Quali saranno le prossime mosse di Confindustria? “Questa brutta storia è gravissima per noi imprenditori. Come Confindustria non arretreremo di un passo dalla nostra posizione di difesa, senza se e senza ma, dell’industria italiana e ci batteremo con grande determinazione presso tutte le autorità politiche e istituzionali perché questo obiettivo di tutela delle nostre ragioni sia raggiunto. Questa vicenda – conclude il numero uno di Confindustria – è un banco di prova per il nostro Paese per rispondere alle emergenze e costruire il futuro”.

Intanto il governo stringe sull’Ilva. Venerdì il ministro dello Sviluppo economico Flavio Zanonato ha incontrato i sindacati e lunedì vedrà il presidente dell’Ilva, Bruno Ferrante con il quale cui sono stati già contatti telefonici.
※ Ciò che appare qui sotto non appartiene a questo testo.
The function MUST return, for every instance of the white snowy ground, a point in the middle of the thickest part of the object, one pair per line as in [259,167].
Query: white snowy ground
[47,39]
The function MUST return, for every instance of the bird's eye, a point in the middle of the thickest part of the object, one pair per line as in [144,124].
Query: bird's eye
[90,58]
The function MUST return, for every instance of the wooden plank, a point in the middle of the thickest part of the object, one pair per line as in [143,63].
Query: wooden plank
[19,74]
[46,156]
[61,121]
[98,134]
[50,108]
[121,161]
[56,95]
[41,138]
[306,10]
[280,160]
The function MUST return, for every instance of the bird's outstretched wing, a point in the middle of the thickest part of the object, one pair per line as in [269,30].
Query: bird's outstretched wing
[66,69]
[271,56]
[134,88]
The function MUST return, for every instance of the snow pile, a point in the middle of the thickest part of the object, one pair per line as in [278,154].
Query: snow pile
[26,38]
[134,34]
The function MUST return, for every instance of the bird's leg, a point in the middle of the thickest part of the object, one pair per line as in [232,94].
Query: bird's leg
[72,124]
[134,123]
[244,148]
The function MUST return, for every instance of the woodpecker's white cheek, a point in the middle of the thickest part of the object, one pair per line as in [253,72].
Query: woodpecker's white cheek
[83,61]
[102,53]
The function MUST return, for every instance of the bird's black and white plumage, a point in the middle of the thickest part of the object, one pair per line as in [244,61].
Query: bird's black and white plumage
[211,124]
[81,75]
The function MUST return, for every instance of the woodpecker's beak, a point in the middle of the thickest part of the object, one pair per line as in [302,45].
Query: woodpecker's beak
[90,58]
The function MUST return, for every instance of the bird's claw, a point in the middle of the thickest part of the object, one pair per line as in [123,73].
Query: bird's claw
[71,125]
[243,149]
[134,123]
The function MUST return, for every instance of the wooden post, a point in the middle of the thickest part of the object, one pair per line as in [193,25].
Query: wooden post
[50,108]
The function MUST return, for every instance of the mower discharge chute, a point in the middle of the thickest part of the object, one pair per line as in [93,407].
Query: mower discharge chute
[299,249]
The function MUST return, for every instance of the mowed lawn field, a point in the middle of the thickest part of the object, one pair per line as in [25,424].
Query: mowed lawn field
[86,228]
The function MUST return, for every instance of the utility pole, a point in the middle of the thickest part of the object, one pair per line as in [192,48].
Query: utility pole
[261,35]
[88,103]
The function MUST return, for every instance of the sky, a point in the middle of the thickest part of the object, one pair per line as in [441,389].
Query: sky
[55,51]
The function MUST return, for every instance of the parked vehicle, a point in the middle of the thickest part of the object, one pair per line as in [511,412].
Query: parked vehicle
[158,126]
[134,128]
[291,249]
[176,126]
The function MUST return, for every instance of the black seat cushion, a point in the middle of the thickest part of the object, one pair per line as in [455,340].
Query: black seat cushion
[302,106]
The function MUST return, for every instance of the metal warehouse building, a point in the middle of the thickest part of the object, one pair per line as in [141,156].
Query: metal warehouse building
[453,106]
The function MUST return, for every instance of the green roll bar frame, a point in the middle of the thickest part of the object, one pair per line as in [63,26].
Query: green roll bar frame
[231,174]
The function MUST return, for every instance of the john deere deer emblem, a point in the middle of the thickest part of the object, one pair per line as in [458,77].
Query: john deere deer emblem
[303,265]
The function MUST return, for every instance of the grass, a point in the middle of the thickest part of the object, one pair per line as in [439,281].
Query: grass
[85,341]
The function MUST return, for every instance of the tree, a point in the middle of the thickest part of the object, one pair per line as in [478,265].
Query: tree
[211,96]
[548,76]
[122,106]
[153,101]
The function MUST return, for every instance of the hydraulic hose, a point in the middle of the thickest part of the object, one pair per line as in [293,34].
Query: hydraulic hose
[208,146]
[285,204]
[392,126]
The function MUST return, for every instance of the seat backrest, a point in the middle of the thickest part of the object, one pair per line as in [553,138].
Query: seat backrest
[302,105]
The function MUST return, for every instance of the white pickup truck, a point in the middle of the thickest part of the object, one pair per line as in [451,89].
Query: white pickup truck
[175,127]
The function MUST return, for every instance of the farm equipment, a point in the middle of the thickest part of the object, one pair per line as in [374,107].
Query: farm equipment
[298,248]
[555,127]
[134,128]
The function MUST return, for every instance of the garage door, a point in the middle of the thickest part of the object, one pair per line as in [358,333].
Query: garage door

A tutti i lavoratori della Riva Acciaio “sarà concessa la cassa integrazione”, assicura il ministro dopo l’incontro con i sindacati. “Ho parlato con Ferrante e mi pare che l’azienda si muova in questa direzione”, aggiunge il ministro. Quanto al commissariamento, Zanonato ribadisce: “Si tratta di un’ipotesi che non sono in grado di prendere in considerazione” in questo momento. Dopo aver visto i sindacati Zanonato si è spostato a Palazzo Chigi per “verificare quali misure adottare”. “Gli interessi da tutelare sono diversi – ha spiegato – il primo è quello dei lavoratori che non possono perdere il posto” considerato anche “che lavorano in aziende produttive che producono ricchezza, poi si devono poi tutelare le decisioni della magistratura e proteggere il sistema industriale italiano che non può perdere un settore importante come quello dell’acciaio”.
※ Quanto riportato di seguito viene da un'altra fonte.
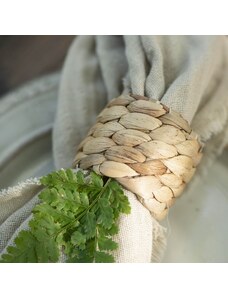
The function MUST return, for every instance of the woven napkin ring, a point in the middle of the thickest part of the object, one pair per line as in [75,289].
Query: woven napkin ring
[147,147]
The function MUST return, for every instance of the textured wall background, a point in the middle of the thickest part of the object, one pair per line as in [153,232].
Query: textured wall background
[23,58]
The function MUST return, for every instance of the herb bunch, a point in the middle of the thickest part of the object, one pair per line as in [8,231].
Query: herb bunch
[77,217]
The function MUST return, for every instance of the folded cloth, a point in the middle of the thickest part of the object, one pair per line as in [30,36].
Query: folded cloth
[187,73]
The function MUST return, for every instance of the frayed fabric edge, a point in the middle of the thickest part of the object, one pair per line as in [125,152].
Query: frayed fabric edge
[159,242]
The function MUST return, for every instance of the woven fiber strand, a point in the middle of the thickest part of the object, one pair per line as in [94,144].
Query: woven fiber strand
[148,148]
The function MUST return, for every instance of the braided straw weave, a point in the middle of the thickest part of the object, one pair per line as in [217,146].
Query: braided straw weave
[150,149]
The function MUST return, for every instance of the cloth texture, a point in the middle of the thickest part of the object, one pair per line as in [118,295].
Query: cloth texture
[187,73]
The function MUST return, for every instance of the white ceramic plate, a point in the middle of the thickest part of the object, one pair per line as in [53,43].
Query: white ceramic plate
[197,224]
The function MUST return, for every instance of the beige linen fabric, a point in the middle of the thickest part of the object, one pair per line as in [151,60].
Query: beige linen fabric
[187,73]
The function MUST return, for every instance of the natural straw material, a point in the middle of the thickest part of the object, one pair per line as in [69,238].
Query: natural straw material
[150,149]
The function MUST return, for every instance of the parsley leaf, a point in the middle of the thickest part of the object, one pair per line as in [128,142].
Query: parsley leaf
[77,216]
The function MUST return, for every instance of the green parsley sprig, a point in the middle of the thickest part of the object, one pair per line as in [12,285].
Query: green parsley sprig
[77,217]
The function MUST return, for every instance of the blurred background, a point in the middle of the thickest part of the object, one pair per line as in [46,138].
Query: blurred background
[26,57]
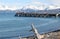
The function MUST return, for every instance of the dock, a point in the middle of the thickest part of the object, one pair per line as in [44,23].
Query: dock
[50,35]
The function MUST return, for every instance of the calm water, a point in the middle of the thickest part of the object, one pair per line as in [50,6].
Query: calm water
[12,27]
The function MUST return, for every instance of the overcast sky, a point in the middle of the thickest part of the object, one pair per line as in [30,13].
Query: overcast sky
[21,3]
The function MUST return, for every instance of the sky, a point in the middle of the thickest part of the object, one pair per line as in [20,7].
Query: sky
[17,4]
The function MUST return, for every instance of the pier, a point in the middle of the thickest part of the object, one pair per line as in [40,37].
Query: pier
[22,14]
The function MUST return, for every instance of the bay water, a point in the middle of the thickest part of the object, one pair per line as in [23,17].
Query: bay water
[12,27]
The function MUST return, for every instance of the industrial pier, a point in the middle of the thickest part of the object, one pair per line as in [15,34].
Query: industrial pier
[22,14]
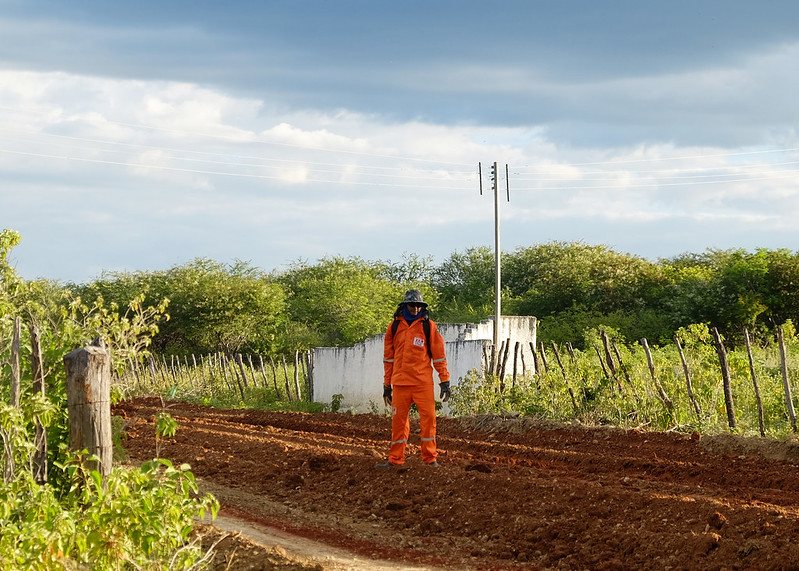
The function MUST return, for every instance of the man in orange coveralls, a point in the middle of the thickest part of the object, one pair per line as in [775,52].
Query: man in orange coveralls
[408,362]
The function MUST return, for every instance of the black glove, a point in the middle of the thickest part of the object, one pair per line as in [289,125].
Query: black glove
[445,392]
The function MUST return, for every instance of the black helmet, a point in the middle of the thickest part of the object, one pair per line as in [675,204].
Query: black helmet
[414,296]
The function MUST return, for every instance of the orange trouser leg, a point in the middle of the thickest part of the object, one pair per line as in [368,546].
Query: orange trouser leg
[401,400]
[425,400]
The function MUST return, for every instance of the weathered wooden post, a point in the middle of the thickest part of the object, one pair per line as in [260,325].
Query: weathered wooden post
[40,438]
[785,382]
[15,362]
[725,377]
[89,403]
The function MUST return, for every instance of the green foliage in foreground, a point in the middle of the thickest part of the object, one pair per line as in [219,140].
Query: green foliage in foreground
[135,518]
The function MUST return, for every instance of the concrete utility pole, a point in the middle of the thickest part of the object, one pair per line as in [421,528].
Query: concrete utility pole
[497,261]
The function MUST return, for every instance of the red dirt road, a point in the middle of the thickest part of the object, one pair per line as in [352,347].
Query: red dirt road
[510,493]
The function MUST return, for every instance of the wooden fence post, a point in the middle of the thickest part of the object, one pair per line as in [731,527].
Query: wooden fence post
[15,362]
[286,377]
[689,387]
[651,363]
[565,379]
[274,377]
[89,403]
[760,416]
[786,385]
[40,454]
[726,379]
[297,374]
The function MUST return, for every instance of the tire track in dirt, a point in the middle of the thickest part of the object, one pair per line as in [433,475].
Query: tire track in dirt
[510,493]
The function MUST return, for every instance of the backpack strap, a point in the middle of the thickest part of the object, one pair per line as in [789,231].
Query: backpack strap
[425,326]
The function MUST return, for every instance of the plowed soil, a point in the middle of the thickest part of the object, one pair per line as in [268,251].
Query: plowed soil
[509,493]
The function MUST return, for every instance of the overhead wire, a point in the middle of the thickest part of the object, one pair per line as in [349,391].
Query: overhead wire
[362,174]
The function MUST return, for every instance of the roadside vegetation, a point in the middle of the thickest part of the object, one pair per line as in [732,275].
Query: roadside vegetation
[587,299]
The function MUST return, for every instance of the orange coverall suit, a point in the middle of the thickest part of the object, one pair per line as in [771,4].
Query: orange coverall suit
[409,370]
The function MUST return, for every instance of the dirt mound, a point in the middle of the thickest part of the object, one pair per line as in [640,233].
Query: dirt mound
[510,492]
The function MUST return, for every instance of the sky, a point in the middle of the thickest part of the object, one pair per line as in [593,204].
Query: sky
[139,136]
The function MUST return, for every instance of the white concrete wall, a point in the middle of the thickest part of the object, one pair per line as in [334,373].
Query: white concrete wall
[356,372]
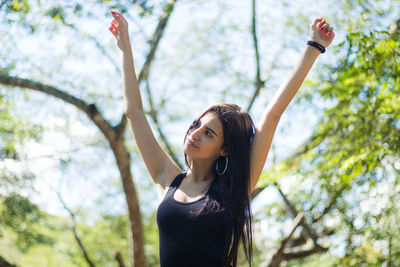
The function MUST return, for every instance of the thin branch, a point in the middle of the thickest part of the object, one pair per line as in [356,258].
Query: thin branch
[154,116]
[118,258]
[4,263]
[258,82]
[302,254]
[144,74]
[73,228]
[277,256]
[89,109]
[328,208]
[309,232]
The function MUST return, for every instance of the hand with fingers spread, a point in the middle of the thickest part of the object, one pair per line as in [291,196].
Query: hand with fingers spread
[321,32]
[119,28]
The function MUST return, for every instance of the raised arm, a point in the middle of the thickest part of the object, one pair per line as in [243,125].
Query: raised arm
[158,163]
[321,33]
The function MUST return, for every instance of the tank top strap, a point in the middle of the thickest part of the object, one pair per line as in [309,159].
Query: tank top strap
[178,180]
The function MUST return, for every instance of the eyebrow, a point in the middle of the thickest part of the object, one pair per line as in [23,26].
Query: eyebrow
[211,130]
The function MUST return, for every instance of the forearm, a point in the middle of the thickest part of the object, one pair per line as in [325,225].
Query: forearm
[131,93]
[289,88]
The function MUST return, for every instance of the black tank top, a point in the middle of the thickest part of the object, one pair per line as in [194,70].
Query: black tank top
[186,239]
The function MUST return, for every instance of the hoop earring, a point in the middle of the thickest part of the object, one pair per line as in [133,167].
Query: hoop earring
[226,166]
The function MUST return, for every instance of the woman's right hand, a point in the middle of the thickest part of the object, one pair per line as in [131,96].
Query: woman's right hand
[119,28]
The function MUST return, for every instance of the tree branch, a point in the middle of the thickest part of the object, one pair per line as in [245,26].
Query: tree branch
[144,74]
[89,109]
[277,256]
[309,232]
[118,258]
[76,236]
[4,263]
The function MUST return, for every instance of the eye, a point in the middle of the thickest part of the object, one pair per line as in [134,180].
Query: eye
[195,124]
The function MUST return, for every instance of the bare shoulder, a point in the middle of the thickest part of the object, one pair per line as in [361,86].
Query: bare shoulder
[165,180]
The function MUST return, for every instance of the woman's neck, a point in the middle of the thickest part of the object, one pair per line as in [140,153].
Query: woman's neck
[200,171]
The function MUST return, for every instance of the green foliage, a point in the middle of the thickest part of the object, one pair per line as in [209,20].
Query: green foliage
[22,217]
[354,153]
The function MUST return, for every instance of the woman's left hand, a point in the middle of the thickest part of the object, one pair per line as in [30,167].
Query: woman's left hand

La Riva acciai, in merito alla cessazione di tutte le attività dell’azienda ha perlatro precisato che non si è trattato di una “scelta aziendale”, bensì “di un atto dovuto, cioè della tempestiva esecuzione del provvedimento del GIP che, ordinando il sequestro, ha sottratto alla proprietà la libera disponibilità degli impianti e dei saldi attivi di conto corrente. In ottemperanza a tale provvedimento, l’azienda ha pertanto dovuto procedere con immediatezza alla messa in sicurezza degli impianti”. L’Azienda – ha concluso la nota – “consapevole dell’impatto sociale provocato dalla disposizione impostale, ribadisce il proprio massimo impegno a collaborare con tutte le istituzioni per ricercare le migliori soluzioni a salvaguardia dei propri lavoratori e del patrimonio aziendale”.